Asserts the moderate-liberal commentator in D.C.: "Scaring incumbent Republicans from the right wing of the political spectrum is proving to be effective at keeping them in line. GOP senators know the danger of moderating their views — there is a political penalty attached to any political compromise with Democrats. That is why Republicans in the Senate found it politically preferable — even if it damages them with moderate voters — not to negotiate with the White House on health care; why they blocked budget deals; why they stood aside as immigration reform went nowhere."
He continues his commentary: "This strategy has made Senate Republicans, once a power on Capitol Hill, second-class citizens in Congress. They are only allowed to follow the lead of tea party freshmen in the House. The curious reality is that party activists who cry out for more conservative voices in Washington are pushing Republicans in the Senate into political irrelevance. Under pressure from the right, the GOP has nominated candidates with little or no appeal to moderate voters."

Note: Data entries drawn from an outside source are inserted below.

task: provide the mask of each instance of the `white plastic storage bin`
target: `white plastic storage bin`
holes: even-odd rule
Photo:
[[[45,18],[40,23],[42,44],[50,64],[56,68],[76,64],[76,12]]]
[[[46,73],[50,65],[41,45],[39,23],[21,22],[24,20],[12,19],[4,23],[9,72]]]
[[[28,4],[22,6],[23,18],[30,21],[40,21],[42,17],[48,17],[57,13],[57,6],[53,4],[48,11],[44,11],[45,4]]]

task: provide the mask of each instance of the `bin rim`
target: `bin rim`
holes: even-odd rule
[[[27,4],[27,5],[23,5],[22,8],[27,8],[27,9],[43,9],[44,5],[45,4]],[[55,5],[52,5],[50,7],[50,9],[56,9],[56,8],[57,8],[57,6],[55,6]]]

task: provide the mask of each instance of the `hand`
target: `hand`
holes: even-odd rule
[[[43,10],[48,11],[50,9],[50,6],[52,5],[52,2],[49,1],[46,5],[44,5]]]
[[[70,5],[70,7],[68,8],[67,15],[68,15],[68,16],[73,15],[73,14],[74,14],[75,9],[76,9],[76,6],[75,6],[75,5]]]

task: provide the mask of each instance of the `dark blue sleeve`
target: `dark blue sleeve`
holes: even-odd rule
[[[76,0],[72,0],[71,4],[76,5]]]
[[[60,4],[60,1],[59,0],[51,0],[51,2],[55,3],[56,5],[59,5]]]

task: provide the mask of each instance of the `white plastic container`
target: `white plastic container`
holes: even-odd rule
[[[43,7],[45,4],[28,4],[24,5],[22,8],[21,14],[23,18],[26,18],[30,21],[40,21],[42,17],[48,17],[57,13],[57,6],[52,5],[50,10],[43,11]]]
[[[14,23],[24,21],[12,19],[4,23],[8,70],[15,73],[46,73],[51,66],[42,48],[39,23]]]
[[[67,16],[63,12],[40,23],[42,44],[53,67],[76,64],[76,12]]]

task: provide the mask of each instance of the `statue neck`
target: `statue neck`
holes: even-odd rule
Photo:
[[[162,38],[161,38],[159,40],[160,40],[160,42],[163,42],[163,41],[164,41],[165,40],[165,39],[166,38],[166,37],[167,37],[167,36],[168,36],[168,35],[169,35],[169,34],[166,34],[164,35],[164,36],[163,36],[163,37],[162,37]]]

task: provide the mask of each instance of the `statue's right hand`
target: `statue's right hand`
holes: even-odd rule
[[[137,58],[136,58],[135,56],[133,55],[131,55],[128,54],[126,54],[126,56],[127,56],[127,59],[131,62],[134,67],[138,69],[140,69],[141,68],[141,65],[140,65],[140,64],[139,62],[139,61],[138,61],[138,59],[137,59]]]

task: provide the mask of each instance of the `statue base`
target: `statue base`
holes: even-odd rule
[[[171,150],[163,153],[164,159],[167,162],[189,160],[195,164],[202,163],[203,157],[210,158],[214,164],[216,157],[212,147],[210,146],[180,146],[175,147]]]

More: "Those same groups [like FreedomWorks and Club for Growth] will no doubt be ready to howl when Mr. Obama nominates someone to the U.S. Supreme Court who isn't to their liking. But their election efforts will have made the nominee's Senate confirmation that much easier. The fight for the future of Republicans in the Senate rests on whether ideologues or establishment politicians win control of the party. Right now, the ideologues are winning. At this rate, President Obama will have a 60-member super majority in the Senate for his last two years in the White House."